Orwell and Boris try in vain to find work. Boris tries hard to hide his limp, but once a hiring manager detects it, they’re sent on their way. Their search is desperate and takes them to the railway yards, where they’re passed over for Frenchmen, and to the circus where they hope to apply for a job that involves cleaning up litter and letting a lion jump through their legs, but a line of fifty men waiting to try out discourages them.
The job in the circus is both dirty and demeaning. That so many men would line up for a chance to perform such humiliating tasks is an indication of the applicants’ desperation. There is no dignity in such a position and, it would seem, no end to poverty stripping men of their pride.
Then Orwell answers a letter he receives from an agency about giving English lessons to an Italian man, but when he inquires further, he finds that the man has left the country. Later, Orwell goes to Les Halles, Paris’s fresh food market, to try to become a porter. Sensing Orwell’s uselessness, a fat man in a bowler hat challenges him to lift an impossibly heavy crate, then sends him away. Orwell sees four men lifting the crate and realizes the man was trying to spare him the humiliation of finding out he wasn’t suited for the job.
The poor man must get used to insult being added to injury. Orwell walks away from the chance to clean up lion dung only to be deemed too weak to work as a porter. Still, he is mostly grateful to the fat man because Orwell himself knew he was not a good fit for the position and the man’s stunt has saved him face.
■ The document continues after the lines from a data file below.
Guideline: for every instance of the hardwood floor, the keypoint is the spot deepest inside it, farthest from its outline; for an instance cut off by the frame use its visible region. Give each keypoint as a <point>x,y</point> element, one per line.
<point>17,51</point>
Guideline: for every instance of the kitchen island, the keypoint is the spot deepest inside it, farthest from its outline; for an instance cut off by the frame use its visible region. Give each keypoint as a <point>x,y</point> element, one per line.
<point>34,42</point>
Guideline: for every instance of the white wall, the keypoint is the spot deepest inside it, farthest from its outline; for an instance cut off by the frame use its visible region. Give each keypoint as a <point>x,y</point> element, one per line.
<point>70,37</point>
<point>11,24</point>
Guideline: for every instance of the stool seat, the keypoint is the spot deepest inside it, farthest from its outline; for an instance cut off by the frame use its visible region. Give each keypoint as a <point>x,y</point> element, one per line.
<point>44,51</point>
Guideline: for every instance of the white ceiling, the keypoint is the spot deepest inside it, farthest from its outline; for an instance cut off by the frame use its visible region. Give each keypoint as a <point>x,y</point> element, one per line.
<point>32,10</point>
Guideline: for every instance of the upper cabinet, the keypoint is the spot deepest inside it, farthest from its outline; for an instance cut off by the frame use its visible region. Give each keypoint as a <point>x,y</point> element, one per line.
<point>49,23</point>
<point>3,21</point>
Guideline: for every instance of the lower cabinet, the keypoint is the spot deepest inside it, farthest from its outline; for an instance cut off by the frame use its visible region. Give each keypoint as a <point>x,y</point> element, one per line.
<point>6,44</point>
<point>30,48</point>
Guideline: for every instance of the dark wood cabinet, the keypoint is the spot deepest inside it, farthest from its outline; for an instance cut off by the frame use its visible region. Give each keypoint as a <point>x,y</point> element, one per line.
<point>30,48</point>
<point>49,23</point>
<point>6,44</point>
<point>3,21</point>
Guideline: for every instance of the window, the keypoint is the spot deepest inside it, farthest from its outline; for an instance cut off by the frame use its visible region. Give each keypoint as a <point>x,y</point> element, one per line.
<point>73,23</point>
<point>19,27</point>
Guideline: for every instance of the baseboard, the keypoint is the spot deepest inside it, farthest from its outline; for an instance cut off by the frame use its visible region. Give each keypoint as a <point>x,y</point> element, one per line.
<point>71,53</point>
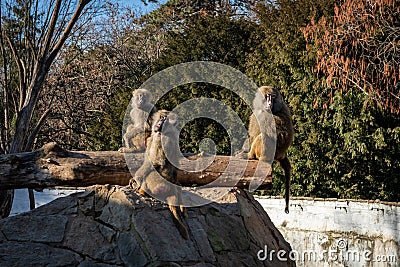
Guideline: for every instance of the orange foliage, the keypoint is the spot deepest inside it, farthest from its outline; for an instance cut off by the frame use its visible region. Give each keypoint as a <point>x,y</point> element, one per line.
<point>360,48</point>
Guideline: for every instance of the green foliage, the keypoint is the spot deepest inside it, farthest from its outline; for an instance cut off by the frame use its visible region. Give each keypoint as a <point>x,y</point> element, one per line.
<point>205,38</point>
<point>344,146</point>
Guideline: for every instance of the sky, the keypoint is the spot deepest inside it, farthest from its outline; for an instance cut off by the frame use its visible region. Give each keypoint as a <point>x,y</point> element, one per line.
<point>138,4</point>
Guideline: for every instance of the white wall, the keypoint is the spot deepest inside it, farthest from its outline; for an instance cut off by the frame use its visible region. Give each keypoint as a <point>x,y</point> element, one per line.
<point>338,232</point>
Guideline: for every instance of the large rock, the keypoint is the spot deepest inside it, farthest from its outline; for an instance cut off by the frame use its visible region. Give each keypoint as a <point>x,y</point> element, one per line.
<point>112,225</point>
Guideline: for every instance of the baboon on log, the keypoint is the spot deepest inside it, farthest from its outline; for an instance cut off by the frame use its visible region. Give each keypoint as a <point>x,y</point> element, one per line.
<point>270,100</point>
<point>139,128</point>
<point>158,174</point>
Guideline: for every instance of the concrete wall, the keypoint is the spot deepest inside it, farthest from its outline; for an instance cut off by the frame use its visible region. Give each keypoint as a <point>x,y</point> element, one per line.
<point>338,232</point>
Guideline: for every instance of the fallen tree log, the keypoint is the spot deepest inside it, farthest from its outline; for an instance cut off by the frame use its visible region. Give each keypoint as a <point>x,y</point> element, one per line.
<point>52,166</point>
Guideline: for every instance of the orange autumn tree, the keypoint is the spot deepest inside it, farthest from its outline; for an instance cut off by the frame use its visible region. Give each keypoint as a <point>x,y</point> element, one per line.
<point>359,48</point>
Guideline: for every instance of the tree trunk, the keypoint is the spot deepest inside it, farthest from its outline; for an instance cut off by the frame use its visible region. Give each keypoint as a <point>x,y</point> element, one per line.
<point>53,166</point>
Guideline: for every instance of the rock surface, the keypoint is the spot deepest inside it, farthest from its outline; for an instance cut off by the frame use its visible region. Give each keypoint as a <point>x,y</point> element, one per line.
<point>113,226</point>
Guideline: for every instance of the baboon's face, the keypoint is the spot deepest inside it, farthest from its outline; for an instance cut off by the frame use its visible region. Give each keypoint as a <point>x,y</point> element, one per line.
<point>163,119</point>
<point>272,100</point>
<point>141,97</point>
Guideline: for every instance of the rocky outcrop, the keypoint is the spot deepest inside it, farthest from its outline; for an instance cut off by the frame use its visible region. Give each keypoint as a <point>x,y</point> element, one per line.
<point>112,225</point>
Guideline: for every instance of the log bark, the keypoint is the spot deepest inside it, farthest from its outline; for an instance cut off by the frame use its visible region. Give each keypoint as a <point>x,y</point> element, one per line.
<point>53,166</point>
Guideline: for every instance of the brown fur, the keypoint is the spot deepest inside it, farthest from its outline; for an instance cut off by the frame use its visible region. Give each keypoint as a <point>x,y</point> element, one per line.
<point>284,133</point>
<point>139,128</point>
<point>148,175</point>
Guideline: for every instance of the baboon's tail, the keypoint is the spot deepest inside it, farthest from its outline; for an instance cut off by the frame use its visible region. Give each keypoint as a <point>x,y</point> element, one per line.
<point>285,164</point>
<point>177,218</point>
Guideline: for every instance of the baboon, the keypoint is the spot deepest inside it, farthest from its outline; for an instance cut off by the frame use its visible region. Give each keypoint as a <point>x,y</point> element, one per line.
<point>139,128</point>
<point>160,166</point>
<point>271,101</point>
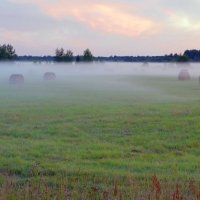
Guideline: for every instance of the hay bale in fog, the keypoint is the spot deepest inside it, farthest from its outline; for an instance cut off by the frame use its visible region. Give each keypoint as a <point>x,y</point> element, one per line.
<point>184,75</point>
<point>16,79</point>
<point>49,76</point>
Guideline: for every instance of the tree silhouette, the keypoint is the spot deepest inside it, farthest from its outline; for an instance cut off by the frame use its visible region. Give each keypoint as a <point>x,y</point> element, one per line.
<point>87,56</point>
<point>7,52</point>
<point>61,56</point>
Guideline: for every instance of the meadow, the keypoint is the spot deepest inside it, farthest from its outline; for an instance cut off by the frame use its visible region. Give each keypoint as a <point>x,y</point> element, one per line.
<point>100,136</point>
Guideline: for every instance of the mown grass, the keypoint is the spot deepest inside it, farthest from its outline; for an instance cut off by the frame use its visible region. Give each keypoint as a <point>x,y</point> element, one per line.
<point>91,132</point>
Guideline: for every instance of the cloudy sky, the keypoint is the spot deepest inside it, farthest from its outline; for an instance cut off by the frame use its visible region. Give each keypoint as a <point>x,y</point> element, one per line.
<point>114,27</point>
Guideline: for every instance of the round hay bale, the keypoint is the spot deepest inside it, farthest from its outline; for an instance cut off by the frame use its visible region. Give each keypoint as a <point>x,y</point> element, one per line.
<point>16,79</point>
<point>184,75</point>
<point>49,76</point>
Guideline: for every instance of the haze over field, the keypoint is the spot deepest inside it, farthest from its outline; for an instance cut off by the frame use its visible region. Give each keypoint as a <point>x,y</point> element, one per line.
<point>153,27</point>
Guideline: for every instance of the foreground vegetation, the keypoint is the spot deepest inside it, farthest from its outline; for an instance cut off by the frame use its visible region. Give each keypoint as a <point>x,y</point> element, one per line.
<point>121,137</point>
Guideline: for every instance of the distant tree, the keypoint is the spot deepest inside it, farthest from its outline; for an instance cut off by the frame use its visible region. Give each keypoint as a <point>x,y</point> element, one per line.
<point>182,58</point>
<point>87,56</point>
<point>7,52</point>
<point>68,57</point>
<point>193,55</point>
<point>61,56</point>
<point>78,58</point>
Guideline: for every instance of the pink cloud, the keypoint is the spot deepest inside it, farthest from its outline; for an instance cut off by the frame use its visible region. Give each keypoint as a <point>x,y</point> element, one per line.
<point>104,17</point>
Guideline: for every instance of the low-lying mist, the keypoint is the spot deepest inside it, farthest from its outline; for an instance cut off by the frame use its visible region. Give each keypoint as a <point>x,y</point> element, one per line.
<point>102,81</point>
<point>36,70</point>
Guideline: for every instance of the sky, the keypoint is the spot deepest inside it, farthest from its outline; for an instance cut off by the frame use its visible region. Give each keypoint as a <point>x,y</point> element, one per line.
<point>114,27</point>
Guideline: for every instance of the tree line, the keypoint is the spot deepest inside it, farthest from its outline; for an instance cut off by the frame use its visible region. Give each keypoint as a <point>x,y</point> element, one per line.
<point>7,52</point>
<point>62,56</point>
Boris receives a letter from Yvonne, one of his former mistresses, and hopes to find money inside. Instead, he finds excuses. Yvonne is struggling, too. Her sister has been ill. She can’t possibly lend him any money at this time. Boris takes to his bed in despair.
Again, Boris’s optimistic nature does not pay off for him or Orwell. And, like finding work, getting help from others often proves fruitless and embarrassing.
Orwell and Boris live in squalor together, pooling their money to buy food, bickering over coffee, and commiserating over their filthy state. Boris suffers hunger and pain and indignities at the hands of his roommate. He tells Orwell a story to illustrate what Jews are like. In the story, a Jewish man offers his daughter to Boris, who was a soldier at the time, for 50 francs. Then Orwell and Boris play chess on a makeshift board fashioned from an old packing case and Boris explains to Orwell that the rules of chess are the same as the rules of love and war. Win at one and you can win at the others.
This is another instance where Orwell’s anti-Semitism shows through. Both Boris’s roommate and the man attempting to sell his daughter are Jewish. Orwell intimates that the roommate and the father are, at their core, greedy and conniving and that these qualities are inseparable from their Jewishness. Boris’s assertion about chess reveals the depth of his self-deception, for, at this moment, he is losing at both.